Jorge Nuno Mayer, the secretary general of Caritas Europa, a Catholic welfare charity, said people turn to food aid when difficulties in paying for utilities such as housing, water and electricity, mean they have no money left for food purchases.
"The information we are getting from Caritas organizations all over Europe shows that more and more people are asking for food aid. The main reasons are increasing unemployment and long-term unemployment, increasing in-work poverty, and austerity measures that affect social protection schemes," Mayer said.
Core vs. Periphery?
The European Union currently funds a 500 million euro food aid program, from which 18 million people in 19 member states benefit. However, this will be cut in 2014 to 335 million euros, and is only guaranteed to continue for a further seven years afterwards.
"This is a 30 percent cut, when more member states are applying each year to answer the basic needs of their citizens," Aude Alston, the secretary general of the European Federation of Food Banks, wrote in a press release in response to the news. "The European food aid program is more needed than ever."
Welfare organizations agree that those countries worst hit by Europe's economic crisis — peripheral Europe (Greece, Spain, Portugal, Ireland and Italy), the Baltic States and Eastern Europe — are those most in need of food aid programs.
One country hard hit is Spain, where unemployment reached 24.6 percent in the second quarter. This October, the Spanish Red Cross launched its first-ever appeal to support impoverished Spaniards, with previous fundraising drives always targeted at Third World countries.
"Our members in Spain identify both migrants and Spanish-born nationals as requesting food aid, and they also see a large number of homeless people looking to access food aid," said Heather Roy, secretary general of Eurodiaconia, a federation of European Christian welfare groups.
Meanwhile, organizations also notice increasing numbers of people asking for handouts in "core" European countries, such as France.

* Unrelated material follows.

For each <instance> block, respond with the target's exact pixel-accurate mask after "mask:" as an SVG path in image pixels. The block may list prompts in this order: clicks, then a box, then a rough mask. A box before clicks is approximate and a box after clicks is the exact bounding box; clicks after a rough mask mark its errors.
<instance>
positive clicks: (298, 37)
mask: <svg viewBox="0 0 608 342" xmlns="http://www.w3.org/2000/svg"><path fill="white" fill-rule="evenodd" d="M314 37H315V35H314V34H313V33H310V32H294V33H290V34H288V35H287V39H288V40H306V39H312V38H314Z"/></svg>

"France used to have a really good system of social benefits for everybody, but the government system has an increasing number of gaps which people fall through, and that puts them in serious difficulties. Welfare organizations then increasing feel the pressure," said Lueder.
Across Europe, elderly people and families with children are often most likely to fall into poverty.
"Our Italian Red Cross says one of the biggest groups asking for food aid is pensioners with minimal income. They ask family and neighbors, but they also go to the Red Cross. They cannot compensate by taking another job," said Lueder.
"Elderly people, and those with low or no income, low qualifications, or no job, were already affected before the crisis," added Mayer. "Most affected among the 'new poor' are large families and single-parent families with low or no income, so children are in our focus of concern."
Mayer is pessimistic the situation will improve in 2013, while one-third of Eurodiaconia member organizations forecast increasing demand for food aid next year.
Roy warned however that European governments should not rely on food aid programs as a solution to increased poverty. "It does meet short-term emergency needs, but these are needs that in Europe should be met through adequate social protection systems and social welfare transfers, alongside adequate salaries," she said.